Though the American players, spectators and critics present at the Augusta National at this season’s Masters, did a better job to keep soberness as they lined up to see Charl Schwartzle being presented with the green jacket by Phil Mickelson,
deep someplace inside they knew that the previous Major title is leaving the nation. It is a depressing time for American golf that outshined the sport for almost a century.
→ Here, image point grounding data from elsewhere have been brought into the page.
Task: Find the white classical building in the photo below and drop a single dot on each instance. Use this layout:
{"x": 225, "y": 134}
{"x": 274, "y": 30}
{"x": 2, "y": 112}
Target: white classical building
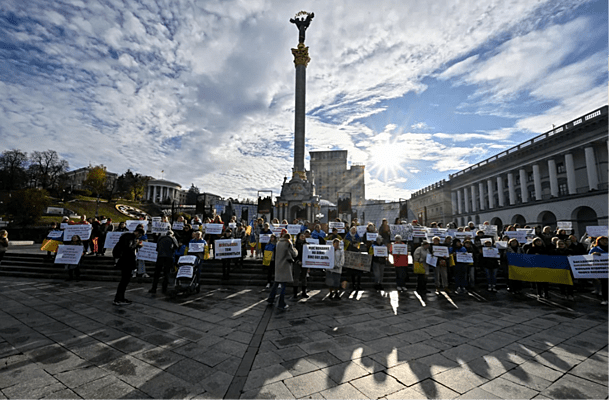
{"x": 160, "y": 190}
{"x": 561, "y": 175}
The nation not only generated some of the good players but also took the sport to all in all a different level, boosting the commercial value and popularity. The legends like Arnold Palmer, Jack Nicklaus and Tiger Woods who unilaterally conquered the sport are nowhere to be seen.
3 of the top players in the globe are now from UK, the arch competitor of US golf. But that is not all. 4 out of the top 5, sixteen out of the top twenty five, and no less than thirty two players of the top fifty are non-Americans.
Mickelson has done a good job to hold the title in the Shell Houston Open at the beginning of this year but he alone can’t contain the English rampage. The United States perhaps relied too much on its single super star Woods and with his disgrace, things have gone rebellious and damage control is more hard than it was ever expected.
Woods is without a win since long time. In September 2009 he won his last PGA tour and has not won a Major since June 2008. As the Chairman of the International Sports management Chubby Chandler correctly says, "There required to be life after Tiger -- and I am not saying that Tiger's stopped, But there ought to be a prolongation of what goes on in golf. And if that is a different prolongation, then good."